NAME
App::Test::Generator::SchemaExtractor - Extract test schemas from Perl modules
VERSION
Version 0.20
SYNOPSIS
use App::Test::Generator::SchemaExtractor;
my $extractor = App::Test::Generator::SchemaExtractor->new(
input_file => 'lib/MyModule.pm',
output_dir => 'schemas/',
verbose => 1,
);
my $schemas = $extractor->extract_all();
DESCRIPTION
App::Test::Generator::SchemaExtractor automatically analyzes Perl modules and generates structured YAML schema files suitable for automated test generation. This module employs static analysis techniques to infer parameter types, constraints, and method behaviors directly from your source code.
Analysis Methods
The extractor combines multiple analysis approaches for comprehensive schema generation:
POD Documentation Analysis
Parses embedded documentation to extract: - Parameter names, types, and descriptions from =head2 sections - Method signatures with positional parameters - Return value specifications from "Returns:" sections - Constraints (ranges, patterns, required/optional status) - Semantic type detection (email, URL, filename)
Code Pattern Detection
Analyzes source code using PPI to identify: - Method signatures and parameter extraction patterns - Type validation (ref(), isa(), blessed()) - Constraint patterns (length checks, numeric comparisons, regex matches) - Return statement analysis and value type inference - Object instantiation requirements and accessor methods
Signature Analysis
Examines method declarations for: - Parameter names and positional information - Instance vs. class method detection - Method modifiers (Moose-style before/after/around) - Various parameter declaration styles (shift, @_ assignment)
Heuristic Inference
Applies Perl-specific domain knowledge: - Boolean return detection from method names (is_*, has_*, can_*) - Common Perl idioms and coding patterns - Context awareness (scalar vs list, wantarray usage) - Object-oriented patterns (constructors, accessors, chaining)
Generated Schema Structure
The extracted schemas follow this YAML structure:
function: method_name
module: Package::Name
input:
param1:
type: string
min: 3
max: 50
optional: 0
position: 0
param2:
type: integer
min: 0
max: 100
optional: 1
position: 1
output:
type: boolean
value: 1
new: Package::Name # if object instantiation required
config:
test_empty: 1
test_nuls: 0
test_undef: 0
test_non_ascii: 0
Advanced Detection Capabilities
Accessor Method Detection
Automatically identifies getter, setter, and combined accessor methods by analyzing common patterns like
return $self->{field}and$self->{field} = $value.Boolean Return Inference
Detects boolean-returning methods through multiple signals: - Method name patterns (is_*, has_*, can_*) - Return patterns (consistent 1/0 returns) - POD descriptions ("returns true on success") - Ternary operators with boolean results
Context Awareness
Identifies methods that use
wantarrayand can return different values in scalar vs list context.Object Lifecycle Management
Detects instance methods requiring object instantiation and automatically adds the
newfield to schemas.
Confidence Scoring
Each generated schema includes detailed confidence assessments:
High Confidence
Multiple independent analysis sources converge on consistent, well-constrained parameters with explicit validation logic and comprehensive documentation.
Medium Confidence
Reasonable evidence from code patterns or partial documentation, but may lack comprehensive constraints or have some ambiguities.
Low Confidence
Minimal evidence - primarily based on naming conventions, default assumptions, or single-source analysis.
Very Low Confidence
Barely any detectable signals - schema should be thoroughly reviewed before use in test generation.
Use Cases
Automated Test Generation
Generate comprehensive test suites with App::Test::Generator using extracted schemas as input. The schemas provide the necessary structure for generating both positive and negative test cases.
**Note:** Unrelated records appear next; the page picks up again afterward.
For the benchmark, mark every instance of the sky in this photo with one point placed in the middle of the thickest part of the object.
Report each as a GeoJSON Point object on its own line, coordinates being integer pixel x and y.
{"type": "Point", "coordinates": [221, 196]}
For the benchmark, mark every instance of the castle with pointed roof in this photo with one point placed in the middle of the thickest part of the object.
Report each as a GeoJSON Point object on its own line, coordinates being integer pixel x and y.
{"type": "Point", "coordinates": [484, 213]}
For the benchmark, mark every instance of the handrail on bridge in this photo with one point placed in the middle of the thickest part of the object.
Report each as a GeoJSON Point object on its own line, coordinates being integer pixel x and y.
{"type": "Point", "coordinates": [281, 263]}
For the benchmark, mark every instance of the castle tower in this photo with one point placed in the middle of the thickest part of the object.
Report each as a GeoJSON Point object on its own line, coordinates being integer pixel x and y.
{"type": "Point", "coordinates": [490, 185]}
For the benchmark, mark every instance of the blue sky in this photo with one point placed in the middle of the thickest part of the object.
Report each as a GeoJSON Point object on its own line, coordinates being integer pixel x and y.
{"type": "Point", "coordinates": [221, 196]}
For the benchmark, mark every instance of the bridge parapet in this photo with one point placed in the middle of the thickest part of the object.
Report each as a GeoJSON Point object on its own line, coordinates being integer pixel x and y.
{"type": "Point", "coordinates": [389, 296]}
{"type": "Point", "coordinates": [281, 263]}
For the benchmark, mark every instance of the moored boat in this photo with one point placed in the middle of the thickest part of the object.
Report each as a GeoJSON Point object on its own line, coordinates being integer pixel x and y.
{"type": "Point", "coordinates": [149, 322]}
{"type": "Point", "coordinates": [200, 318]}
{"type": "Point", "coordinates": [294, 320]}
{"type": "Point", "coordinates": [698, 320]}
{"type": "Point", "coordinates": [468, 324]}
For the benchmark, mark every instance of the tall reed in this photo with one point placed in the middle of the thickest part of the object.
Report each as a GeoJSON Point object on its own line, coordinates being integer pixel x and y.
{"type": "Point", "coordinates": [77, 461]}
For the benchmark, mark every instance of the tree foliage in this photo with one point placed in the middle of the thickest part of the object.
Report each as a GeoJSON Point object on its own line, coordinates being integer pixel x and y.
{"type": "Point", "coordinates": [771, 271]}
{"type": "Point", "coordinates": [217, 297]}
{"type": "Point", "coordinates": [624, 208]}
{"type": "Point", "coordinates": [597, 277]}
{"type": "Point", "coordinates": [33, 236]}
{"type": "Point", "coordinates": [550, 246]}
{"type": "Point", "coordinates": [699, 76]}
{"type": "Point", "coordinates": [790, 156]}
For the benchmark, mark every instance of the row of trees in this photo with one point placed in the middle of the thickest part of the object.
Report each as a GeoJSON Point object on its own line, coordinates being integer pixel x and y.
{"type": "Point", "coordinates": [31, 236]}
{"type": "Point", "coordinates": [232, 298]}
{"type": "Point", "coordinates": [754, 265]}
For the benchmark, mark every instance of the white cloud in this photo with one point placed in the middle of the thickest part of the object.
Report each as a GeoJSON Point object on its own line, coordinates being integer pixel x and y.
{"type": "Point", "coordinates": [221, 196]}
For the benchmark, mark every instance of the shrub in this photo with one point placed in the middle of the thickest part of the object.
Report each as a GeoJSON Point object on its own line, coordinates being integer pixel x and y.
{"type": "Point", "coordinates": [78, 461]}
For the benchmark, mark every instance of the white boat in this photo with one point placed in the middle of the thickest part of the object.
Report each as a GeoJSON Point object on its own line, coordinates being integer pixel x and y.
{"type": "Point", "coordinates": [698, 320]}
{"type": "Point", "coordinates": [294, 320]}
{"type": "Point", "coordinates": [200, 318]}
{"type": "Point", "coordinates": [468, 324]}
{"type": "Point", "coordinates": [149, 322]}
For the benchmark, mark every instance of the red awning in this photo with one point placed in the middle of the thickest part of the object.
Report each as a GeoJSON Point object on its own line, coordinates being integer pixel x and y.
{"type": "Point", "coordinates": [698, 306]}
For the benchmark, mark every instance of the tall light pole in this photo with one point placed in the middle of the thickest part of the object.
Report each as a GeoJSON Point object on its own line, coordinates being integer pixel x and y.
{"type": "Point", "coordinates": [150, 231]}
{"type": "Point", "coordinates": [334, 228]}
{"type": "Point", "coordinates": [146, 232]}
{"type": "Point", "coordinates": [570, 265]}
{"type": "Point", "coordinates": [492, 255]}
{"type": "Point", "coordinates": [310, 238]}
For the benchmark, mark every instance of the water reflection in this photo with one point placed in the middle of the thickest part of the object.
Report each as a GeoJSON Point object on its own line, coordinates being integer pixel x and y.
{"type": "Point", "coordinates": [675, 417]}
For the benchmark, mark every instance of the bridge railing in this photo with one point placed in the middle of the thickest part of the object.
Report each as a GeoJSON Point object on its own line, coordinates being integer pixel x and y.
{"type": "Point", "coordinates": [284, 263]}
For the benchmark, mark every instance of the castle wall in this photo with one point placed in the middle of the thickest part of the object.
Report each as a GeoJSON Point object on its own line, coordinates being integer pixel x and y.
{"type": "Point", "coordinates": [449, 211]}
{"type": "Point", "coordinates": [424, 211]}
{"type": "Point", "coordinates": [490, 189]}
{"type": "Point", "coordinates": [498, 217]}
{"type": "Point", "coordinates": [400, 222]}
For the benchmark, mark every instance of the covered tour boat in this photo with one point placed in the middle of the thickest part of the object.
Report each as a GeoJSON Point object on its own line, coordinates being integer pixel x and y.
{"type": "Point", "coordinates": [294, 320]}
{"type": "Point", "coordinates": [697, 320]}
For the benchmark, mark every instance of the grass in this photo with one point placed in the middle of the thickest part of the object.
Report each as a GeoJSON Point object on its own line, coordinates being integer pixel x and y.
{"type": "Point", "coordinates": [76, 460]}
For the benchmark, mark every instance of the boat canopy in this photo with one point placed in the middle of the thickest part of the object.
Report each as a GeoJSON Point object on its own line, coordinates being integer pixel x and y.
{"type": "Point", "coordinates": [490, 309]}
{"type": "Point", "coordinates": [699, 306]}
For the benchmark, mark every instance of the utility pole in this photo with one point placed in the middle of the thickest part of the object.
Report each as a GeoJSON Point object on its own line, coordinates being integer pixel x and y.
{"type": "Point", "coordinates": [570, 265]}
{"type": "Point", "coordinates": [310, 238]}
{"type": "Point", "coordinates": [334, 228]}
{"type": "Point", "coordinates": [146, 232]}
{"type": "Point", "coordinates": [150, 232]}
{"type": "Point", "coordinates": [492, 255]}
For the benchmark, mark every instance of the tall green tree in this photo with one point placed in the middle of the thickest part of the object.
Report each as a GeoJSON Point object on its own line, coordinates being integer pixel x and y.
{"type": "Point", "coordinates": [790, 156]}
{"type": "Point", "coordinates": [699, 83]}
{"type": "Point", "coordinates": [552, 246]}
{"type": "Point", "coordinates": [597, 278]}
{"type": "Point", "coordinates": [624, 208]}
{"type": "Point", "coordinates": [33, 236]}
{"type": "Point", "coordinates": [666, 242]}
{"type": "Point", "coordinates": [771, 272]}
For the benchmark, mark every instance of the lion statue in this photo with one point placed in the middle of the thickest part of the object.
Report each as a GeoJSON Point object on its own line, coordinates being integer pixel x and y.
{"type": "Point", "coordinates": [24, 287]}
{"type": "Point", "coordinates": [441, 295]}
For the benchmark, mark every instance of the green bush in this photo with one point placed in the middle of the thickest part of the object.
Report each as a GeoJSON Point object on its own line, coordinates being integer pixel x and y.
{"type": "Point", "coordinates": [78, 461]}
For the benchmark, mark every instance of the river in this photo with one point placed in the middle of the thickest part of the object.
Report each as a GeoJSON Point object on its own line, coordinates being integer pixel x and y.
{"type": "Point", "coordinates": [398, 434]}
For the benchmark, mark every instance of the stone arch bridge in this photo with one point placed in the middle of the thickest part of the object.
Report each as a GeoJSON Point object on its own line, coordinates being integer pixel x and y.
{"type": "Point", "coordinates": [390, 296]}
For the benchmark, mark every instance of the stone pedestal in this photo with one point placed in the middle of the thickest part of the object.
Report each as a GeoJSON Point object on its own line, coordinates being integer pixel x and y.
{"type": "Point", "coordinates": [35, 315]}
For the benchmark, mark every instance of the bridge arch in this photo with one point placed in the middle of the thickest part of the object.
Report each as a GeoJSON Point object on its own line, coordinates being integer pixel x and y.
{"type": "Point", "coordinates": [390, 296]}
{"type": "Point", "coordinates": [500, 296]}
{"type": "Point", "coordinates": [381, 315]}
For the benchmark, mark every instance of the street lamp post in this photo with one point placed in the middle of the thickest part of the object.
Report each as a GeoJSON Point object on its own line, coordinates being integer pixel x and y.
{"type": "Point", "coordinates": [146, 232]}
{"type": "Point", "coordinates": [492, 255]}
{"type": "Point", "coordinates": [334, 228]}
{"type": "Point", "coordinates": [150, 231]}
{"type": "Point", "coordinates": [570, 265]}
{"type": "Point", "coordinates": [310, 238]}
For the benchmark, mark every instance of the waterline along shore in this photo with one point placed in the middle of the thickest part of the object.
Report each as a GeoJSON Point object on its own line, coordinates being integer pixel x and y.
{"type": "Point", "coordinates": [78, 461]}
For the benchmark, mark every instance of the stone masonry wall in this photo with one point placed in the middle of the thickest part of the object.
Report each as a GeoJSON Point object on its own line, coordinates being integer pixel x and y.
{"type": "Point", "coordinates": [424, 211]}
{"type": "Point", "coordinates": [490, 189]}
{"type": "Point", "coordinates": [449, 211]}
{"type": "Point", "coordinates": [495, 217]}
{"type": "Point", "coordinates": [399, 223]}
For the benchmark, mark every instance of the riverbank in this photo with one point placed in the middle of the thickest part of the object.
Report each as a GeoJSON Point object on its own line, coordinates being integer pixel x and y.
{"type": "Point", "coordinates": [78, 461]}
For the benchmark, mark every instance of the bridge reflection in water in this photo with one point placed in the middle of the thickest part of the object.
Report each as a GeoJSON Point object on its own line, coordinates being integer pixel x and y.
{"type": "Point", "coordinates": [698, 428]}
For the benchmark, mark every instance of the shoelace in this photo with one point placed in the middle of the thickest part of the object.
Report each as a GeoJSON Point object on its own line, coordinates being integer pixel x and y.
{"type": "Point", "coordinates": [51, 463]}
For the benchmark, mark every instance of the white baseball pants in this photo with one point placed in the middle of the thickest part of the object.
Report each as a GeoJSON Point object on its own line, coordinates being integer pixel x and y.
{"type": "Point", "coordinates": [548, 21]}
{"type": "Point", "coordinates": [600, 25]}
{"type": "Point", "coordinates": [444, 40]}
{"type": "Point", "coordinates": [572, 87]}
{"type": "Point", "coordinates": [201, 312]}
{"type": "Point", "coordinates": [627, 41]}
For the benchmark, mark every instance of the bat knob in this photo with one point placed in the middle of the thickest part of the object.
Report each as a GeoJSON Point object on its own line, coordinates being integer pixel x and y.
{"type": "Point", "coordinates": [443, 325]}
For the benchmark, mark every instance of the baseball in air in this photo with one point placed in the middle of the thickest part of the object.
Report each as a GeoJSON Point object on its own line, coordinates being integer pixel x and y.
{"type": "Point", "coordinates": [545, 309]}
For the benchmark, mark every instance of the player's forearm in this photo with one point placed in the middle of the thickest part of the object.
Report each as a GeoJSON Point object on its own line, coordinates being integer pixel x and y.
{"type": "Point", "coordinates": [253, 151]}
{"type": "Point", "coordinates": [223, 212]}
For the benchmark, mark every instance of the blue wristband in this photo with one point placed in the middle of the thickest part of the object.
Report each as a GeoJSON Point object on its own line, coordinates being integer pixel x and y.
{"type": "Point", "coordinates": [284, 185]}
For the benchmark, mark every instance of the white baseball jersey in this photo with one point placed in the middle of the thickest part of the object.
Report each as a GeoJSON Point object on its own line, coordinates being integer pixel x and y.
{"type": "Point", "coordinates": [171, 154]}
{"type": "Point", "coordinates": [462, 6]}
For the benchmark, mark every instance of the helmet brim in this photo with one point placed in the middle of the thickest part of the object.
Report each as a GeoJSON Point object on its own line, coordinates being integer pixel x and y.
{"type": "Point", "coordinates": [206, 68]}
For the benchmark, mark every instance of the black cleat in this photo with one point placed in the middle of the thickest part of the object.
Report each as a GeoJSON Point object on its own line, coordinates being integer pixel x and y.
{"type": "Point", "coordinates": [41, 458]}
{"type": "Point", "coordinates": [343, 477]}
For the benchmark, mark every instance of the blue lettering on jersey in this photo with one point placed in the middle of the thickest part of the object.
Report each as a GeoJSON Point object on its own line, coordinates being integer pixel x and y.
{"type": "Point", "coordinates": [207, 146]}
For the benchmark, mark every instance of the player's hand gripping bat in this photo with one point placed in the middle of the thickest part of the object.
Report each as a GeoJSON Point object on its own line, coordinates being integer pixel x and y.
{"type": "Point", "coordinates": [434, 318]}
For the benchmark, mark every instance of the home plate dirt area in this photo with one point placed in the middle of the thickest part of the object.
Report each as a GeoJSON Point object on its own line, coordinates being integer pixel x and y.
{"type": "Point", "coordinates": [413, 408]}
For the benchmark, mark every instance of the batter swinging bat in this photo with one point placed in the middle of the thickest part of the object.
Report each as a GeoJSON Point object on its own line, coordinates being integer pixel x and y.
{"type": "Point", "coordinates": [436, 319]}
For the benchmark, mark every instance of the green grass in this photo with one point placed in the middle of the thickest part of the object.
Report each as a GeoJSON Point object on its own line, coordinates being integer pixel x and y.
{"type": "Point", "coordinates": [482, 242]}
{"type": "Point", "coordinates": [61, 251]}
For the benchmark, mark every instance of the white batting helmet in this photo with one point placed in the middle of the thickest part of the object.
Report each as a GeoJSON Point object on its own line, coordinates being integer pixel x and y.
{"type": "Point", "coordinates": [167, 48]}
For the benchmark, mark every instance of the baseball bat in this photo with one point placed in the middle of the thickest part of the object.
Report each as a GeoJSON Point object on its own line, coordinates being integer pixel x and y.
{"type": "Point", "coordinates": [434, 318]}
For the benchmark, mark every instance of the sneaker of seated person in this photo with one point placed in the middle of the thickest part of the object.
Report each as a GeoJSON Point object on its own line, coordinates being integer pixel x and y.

API Documentation Generation
Supplement existing documentation with automatically inferred interface specifications, parameter requirements, and return types.
Code Quality Assessment
Identify methods with poor documentation, inconsistent parameter handling, or unclear interfaces that may benefit from refactoring.
Refactoring Assistance
Detect method dependencies, object instantiation requirements, and parameter usage patterns to inform refactoring decisions.
Legacy Code Analysis
Quickly understand the interface contracts of legacy Perl codebases without extensive manual code reading.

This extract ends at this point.